(Last Updated On: 22nd September 2021)


I’m about to totally rave about Civerinos. But to understand the significance of said rave, you must first know how much I love Italy. Ever since I was a bambino I’ve longed to live there. I’ve visited many many times, and so yes, I’ve also eaten there. A  lot. So when I read the countless cries from oodles of strangers that Civerinos’ pizza is as good as the stuff you get in Italia, I was three things; excited, excited and excited. Yeah, call me glass half full, but I chose to believe. And I was rewarded for that faith, but not entirely in the way you might think.


Having only opened their doors at the start of 2015, Civerinos have already amassed a dedicated following. I can see why. The moment we were seated, my whole group was greeted with an ‘on the house’ frozen Spritz. Steady. Free booze is not for every customer, just ones with a birthday. But still, nice touch guys. Over the next two hours, our waiter Fabio set about giving us down to earth, attentive and, most impressively, fun customer service. It was a reminder of exactly what is too often missing in other restaurants.


Between the four of us fatty boombas we wolfed down quite a good chunk of the menu – 2 pizzas , pasta ragu, tempura zucchini, al tagliata beef, parsley and chilli calamari and lastly, in an effort to aid our poor overworked guts, southern Italy’s favourite digestif,  limoncello. Ooof. The food was loudly decreed to be “delicious”, “yum” and “oh… mmm” but I did have one tiny, little, itsy bitsy, miniscule quibble; the burrata. A good burrata should ooze creamy deliciousness when you cut into it and mine didn’t. But you know, it’s very difficult to get a good one outside Italy. They’re meant to be eaten the day they’re made, so the fact they need to be imported makes it nearly impossible to get them super fresh all the way over here in Edinburgh. So I won’t hold it against them.

The burrata. It might have been missing the cream factor, but it was still tasty.
Self serve parmagiana. As you can see, the pizzas are proper thin style and huge.
Rocket fuelled Limoncello
Erm… the shared steak was devoured so quickly I could only get this carnage shot.
Zucchini tempura

But it’s not the food alone that makes Civerinos special. It’s the whole kit and kaboodle. It’s the decor (red brick and white tiled walls, huge windows looking out to the square, communal seating at wooden tables and a vintage bicycle hanging from the roof), the service and an overwhelming good vibe that smacks you in the face as soon as you step in. Funnily enough, besides Italy, it reminded me of places in my hometown Melbourne, and that of course only made me even more warm and fuzzy than the Spritz, the Prosecco and the Limoncello already had.

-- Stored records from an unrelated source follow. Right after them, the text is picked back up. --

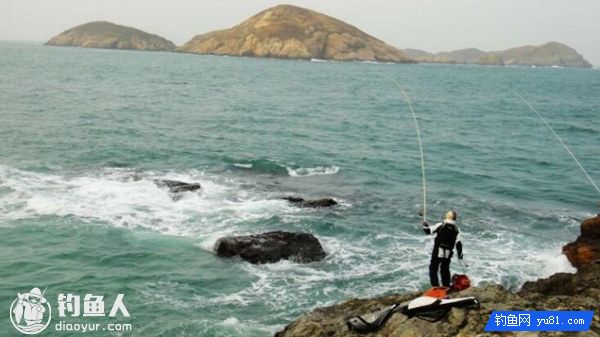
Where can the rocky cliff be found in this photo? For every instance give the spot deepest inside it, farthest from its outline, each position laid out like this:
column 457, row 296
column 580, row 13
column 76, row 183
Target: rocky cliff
column 292, row 32
column 102, row 34
column 562, row 291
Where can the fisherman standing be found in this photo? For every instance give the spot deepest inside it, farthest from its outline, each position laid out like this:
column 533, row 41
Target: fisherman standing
column 447, row 238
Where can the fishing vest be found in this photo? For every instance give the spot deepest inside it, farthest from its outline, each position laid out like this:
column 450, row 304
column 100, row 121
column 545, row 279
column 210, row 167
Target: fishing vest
column 446, row 236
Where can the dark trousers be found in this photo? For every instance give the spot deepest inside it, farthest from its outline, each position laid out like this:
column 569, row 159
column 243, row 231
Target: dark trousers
column 444, row 266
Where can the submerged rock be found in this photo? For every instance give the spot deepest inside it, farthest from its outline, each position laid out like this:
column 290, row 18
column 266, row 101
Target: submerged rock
column 561, row 291
column 315, row 203
column 586, row 249
column 271, row 247
column 177, row 186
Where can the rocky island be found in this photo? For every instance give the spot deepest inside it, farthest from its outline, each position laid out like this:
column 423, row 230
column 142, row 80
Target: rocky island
column 548, row 54
column 107, row 35
column 561, row 291
column 292, row 32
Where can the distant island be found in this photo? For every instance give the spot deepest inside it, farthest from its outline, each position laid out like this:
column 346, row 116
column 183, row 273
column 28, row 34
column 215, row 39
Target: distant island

Little bits of cheekiness are everywhere if you look for them.

Now, after some reading up on Civerinos, I’ve just got to get on my soap box for a minute and address all those harping on about the restaurant name, insisting ‘there’s no such thing as Italian street food’. For god’s sake. Firstly, you’re wrong and secondly, you’re missing the point. OK, it’s not the street food that comes immediately to mind when you think of Vietnam or Thailand or New York. It’s obviously not a food truck or sold out of a cart. But actually, yes, there is Italian street food. Pizza is street food (albeit usually the thicker, square focaccia variety), as is arancini, the Sicilian pani ca meusa, gelato, zeppole, panzerotti, piadina, crema fritta and so many more that I dare not list, lest I dribble so much my laptop explodes.

Edinburgh Food & Drink tour

But beyond that, I think the idea behind the name must be aiming more for the street food ethos; a relaxed, casual, fun vibe and affordable, tasty, fast food. And ummm, if you’re reading this Civerinos, I’d definitely be back in a flash if any of the above that you don’t already serve suddenly started appearing on the menu. Well, I’m thinking more zeppole (a sort of donut) and crema fritta (custard fritters), less pani ca meusa (pork spleen on a roll – blergh).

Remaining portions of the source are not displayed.